How to calculate error rate in SQL

Sharpen SQL for your next interview
500+ SQL problems with worked solutions — joins, window functions, CTEs.
Join the waitlist

Why error rate matters

It is Tuesday morning and your on-call engineer pings you in Slack: "Customers are complaining about the checkout API. How bad is it actually?" Before anyone touches a dashboard, the answer comes from one SQL query against the request log table. Error rate is the percentage of HTTP requests that returned an error response — usually 5xx for server failures, sometimes 4xx for client failures depending on how strict your SLO is. It is the single most important reliability signal an analyst is asked for in interviews at Stripe, DoorDash, Snowflake, Vercel, and any company that runs an API at scale.

Error rate sits at the heart of the SRE practice popularized by Google. An SLO of 99.9% success implies a 0.1% error budget — and that budget is what product teams "spend" on shipping risky changes. Blow through the budget in the first week of the quarter and the platform team freezes feature work. That is why backend analysts at Meta and Amazon are expected to compute and present error rate in their sleep, broken down by status code, endpoint, region, and customer segment.

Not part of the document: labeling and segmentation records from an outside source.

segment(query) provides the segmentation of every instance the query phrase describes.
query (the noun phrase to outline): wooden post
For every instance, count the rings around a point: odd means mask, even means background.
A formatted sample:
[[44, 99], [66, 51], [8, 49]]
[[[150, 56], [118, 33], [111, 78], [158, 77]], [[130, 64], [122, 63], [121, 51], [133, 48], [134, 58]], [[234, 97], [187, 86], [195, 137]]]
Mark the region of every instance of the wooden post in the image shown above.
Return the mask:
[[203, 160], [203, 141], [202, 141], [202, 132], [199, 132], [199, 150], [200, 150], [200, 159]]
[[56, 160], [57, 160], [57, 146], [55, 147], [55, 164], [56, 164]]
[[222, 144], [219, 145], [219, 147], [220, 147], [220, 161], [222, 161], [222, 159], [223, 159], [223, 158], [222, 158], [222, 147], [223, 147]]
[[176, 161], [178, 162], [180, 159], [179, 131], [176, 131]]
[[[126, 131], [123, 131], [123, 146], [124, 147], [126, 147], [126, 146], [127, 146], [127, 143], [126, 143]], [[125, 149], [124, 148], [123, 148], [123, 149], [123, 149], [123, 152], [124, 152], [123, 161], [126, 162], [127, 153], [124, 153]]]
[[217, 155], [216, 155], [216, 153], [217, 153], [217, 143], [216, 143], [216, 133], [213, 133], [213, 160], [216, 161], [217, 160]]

The SQL itself is straightforward once you understand the formula and the gotchas. The trap is in the slicing — a single global rate hides regressions. A 0.4% global error rate sounds healthy until you discover that /payments/charge is at 12% while everything else is at 0.05%. The queries below show how to do the breakdown properly and how to flag breaches against an SLO budget.

The SQL formula

The core formula is a ratio of error requests to total requests over a fixed time window:

Error Rate = error_requests / total_requests * 100%
Success Rate = 100% - Error Rate

Definitions vary by team. The strictest version counts only 5xx as errors, because 4xx is a client mistake. A more inclusive definition counts 4xx too — especially 429 (rate limit hit) and 499 (client closed connection), which can signal backend slowness. In an interview, the safe move is to compute both and present them side by side. The hourly breakdown below runs in Postgres, Snowflake, or BigQuery with minimal syntax changes:

SELECT
    DATE_TRUNC('hour', request_ts) AS hour,
    COUNT(*) AS total_requests,
    COUNT(*) FILTER (WHERE response_code >= 500) AS errors_5xx,
    COUNT(*) FILTER (WHERE response_code BETWEEN 400 AND 499) AS errors_4xx,
    ROUND(
        COUNT(*) FILTER (WHERE response_code >= 500)::NUMERIC * 100
            / NULLIF(COUNT(*), 0),
        3
    ) AS error_5xx_pct,
    ROUND(
        COUNT(*) FILTER (WHERE response_code BETWEEN 400 AND 499)::NUMERIC * 100
            / NULLIF(COUNT(*), 0),
        3
    ) AS error_4xx_pct
FROM api_logs
WHERE request_ts >= NOW() - INTERVAL '24 hours'
GROUP BY 1
ORDER BY 1;

Two details interviewers watch for. The NULLIF(COUNT(*), 0) guard avoids divide-by-zero in hours with no traffic. The cast to NUMERIC before multiplication is required in Postgres — without it, integer division silently truncates 0.0004 to 0. Snowflake and BigQuery handle this differently, but the explicit cast is portable and self-documenting.

Error rate by endpoint

A single global rate hides the regressions that matter. In every real production system, the failure is concentrated on one or two endpoints — and your job is to find them fast. Group by endpoint (or route_pattern if you have one normalized) and filter out low-traffic routes that produce noisy ratios:

SELECT
    endpoint,
    COUNT(*) AS requests,
    COUNT(*) FILTER (WHERE response_code >= 500) AS errors_5xx,
    ROUND(
        COUNT(*) FILTER (WHERE response_code >= 500)::NUMERIC * 100
            / NULLIF(COUNT(*), 0),
        3
    ) AS error_rate_pct,
    MAX(response_code) AS worst_code
FROM api_logs
WHERE request_ts >= NOW() - INTERVAL '24 hours'
GROUP BY endpoint
HAVING COUNT(*) >= 100   -- ignore long-tail endpoints WITH tiny samples
ORDER BY error_rate_pct DESC
LIMIT 30;

The HAVING COUNT(*) >= 100 clause is critical. Without it, an endpoint with 3 requests and one failure shows a 33% error rate and tops your list — drowning the real signal. A common follow-up is how to pick that threshold. The honest answer: depends on traffic shape, but at least enough requests that a Wilson confidence interval would not span the SLO bound. In practice teams use 100, 500, or 1000.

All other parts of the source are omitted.